Saya mendapat kiriman video singkat tentang konsolidasi Mantan Kombatan GAM dan berita Situasi terkini di Papua.
Video singkat tentang berkumpulnya mantan Kombatan GAM tersebut sangat menarik di simak. Pasalnya, akan sangat mempengaruhi situasi politik dan keamanan secara Nasional. Tentu saja bila tidak apik menanganinya akan berujung pada iklim Investasi di negara kita sebagaimana yang sedang digenjot oleh Presiden Jokowi.
Situasi politik di Aceh dan Papua perlu mendapat perhatian serius dari Presiden Jokowi. Jangan sekali-kali di respon dengan lambat atau salah ambil keputusan. Karena pengalaman kita sebagai Bangsa sudah cukup dengan lepasnya Timor timur, Konflik yang berkepanjangan sesama anak bangsa di Aceh dan Papua.
Pendekatan DOM di Aceh, Papua dan Timur Timor, memberikan pelajaran penting kepada kita sebagai bangsa bahwa Pendekatan dengan kekerasan selalu melahirkan kekerasan lanjutan. Dan untuk reunifikasi sangat memerlukan waktu yang sangat lama dan kesabaran tanpa batas.
Menarik untuk disimak, penuturan dari Pengamat Intelejen Senior bapak Suhendra Hadikuntono tentang pola penanganan konflik di Aceh dan Papua. Menurut beliau, pola penanganan dengan kekerasan sudah tidak relevan lagi dengan kondisi kekinian yang serba terbuka.
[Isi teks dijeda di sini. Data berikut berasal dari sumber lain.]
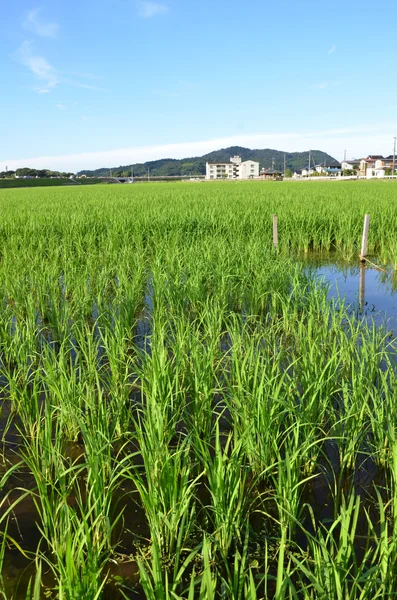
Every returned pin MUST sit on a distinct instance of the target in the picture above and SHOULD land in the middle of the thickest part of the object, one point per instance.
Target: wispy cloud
(36, 25)
(85, 86)
(148, 9)
(37, 64)
(360, 140)
(44, 71)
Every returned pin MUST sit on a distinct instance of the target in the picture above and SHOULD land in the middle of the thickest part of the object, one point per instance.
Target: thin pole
(362, 287)
(364, 241)
(275, 231)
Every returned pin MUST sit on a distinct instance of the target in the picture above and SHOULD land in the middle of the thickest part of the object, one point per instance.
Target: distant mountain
(196, 165)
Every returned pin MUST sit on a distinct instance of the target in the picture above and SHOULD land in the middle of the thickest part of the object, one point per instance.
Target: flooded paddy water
(371, 295)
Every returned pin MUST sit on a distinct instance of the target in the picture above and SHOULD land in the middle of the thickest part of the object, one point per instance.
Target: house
(332, 168)
(235, 169)
(271, 174)
(350, 165)
(368, 166)
(307, 171)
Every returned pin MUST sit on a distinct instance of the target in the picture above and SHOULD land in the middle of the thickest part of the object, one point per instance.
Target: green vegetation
(185, 414)
(43, 182)
(43, 173)
(187, 167)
Masih menurut Suhendra, untuk menangani konflik Papua dan potensi Politik di Aceh yang sudah mulai memanas, harus dengan pendekatan lunak. Tidak cocok dengan pola pendekatan kekerasan. Untuk itu diperlukan kemampuan seorang intelejen yang mampu berkomunikasi dari hati ke hati.
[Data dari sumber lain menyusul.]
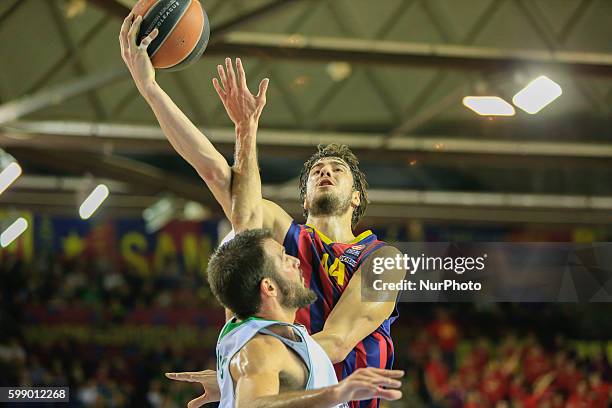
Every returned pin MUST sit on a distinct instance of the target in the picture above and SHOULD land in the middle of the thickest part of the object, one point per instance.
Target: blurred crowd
(454, 355)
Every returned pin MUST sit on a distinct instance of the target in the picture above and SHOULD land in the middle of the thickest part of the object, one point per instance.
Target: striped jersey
(327, 267)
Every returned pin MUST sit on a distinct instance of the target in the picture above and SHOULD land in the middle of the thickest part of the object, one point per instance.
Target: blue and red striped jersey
(327, 268)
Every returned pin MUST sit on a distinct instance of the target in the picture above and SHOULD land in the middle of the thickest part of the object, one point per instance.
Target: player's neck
(336, 228)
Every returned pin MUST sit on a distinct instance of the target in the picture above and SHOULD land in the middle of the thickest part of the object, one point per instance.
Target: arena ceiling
(386, 77)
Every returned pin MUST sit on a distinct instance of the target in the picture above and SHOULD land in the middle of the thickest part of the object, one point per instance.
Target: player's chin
(389, 395)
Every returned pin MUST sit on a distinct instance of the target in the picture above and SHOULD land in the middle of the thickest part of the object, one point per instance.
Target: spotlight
(93, 201)
(537, 94)
(488, 105)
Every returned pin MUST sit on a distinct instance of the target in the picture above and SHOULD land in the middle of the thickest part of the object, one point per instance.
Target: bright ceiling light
(488, 105)
(93, 201)
(9, 175)
(13, 231)
(537, 94)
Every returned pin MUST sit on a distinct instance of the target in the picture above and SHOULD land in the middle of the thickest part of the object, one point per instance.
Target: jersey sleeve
(292, 238)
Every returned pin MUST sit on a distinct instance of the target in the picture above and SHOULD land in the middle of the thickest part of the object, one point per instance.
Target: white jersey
(235, 335)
Penulis sangat tertarik dengan Gagasan dari Pengamat Intelijen senior tersebut. Dan penulis sangat yakin, dengan pola pendekatan yang lunak dan humanis akan menyelesaikan banyak hal dalam setiap konflik.
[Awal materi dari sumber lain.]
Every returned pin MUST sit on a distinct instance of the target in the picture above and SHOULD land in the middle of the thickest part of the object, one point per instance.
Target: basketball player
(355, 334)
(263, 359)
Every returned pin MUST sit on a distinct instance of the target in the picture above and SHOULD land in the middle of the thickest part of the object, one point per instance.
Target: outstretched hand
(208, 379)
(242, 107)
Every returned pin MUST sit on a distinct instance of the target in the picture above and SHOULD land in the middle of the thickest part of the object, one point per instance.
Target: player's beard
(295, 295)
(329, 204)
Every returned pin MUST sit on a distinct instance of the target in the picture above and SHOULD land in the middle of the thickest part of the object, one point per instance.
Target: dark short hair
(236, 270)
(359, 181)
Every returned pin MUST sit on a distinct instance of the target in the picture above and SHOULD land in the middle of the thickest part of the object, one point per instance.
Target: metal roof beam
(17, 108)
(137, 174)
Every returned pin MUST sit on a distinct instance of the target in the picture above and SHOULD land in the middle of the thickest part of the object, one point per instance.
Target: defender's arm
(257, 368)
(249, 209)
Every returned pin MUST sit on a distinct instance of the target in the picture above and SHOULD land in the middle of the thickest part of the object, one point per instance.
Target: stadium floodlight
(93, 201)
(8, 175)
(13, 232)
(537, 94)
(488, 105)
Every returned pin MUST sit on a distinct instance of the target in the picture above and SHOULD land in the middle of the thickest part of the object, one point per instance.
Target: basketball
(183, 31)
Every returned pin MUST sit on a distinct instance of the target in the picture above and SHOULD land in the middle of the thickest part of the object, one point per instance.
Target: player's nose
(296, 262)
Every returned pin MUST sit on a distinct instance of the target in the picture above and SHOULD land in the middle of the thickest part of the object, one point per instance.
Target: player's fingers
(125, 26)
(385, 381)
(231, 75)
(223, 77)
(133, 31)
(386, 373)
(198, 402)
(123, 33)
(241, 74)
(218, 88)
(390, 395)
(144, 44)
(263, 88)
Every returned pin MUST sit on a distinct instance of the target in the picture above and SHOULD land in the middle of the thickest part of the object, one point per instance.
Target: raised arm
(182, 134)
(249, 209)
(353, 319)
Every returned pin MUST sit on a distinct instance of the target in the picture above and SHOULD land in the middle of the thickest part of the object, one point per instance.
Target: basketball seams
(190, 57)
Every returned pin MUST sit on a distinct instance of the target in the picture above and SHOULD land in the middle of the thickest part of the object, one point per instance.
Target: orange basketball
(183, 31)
Menurut penulis, inilah tantangan dunia intelejen kita sebagai bangsa. Yaitu harus merubah cara pandang dari pola militeristik kepada cara pandang pendekatan kemanusiaan. Seperti kata pepatah kita harus mampu menangkap Ikan di air yang jernih.
Menurut penulis, Pak Jokowi sebagai Presiden harus juga mempertimbangkan Kepala BIN berasal dari sipil agar memiliki cara pandang yang berbeda 180 derajat dari cara pandang intelejen dari kalangan ‘militer’. Sehingga Konflik Papua dan Aceh yang sudah mulai memanas bisa di padamkan tanpa harus mengeluarkan sebutir peluru dan korban dari sesama anak bangsa.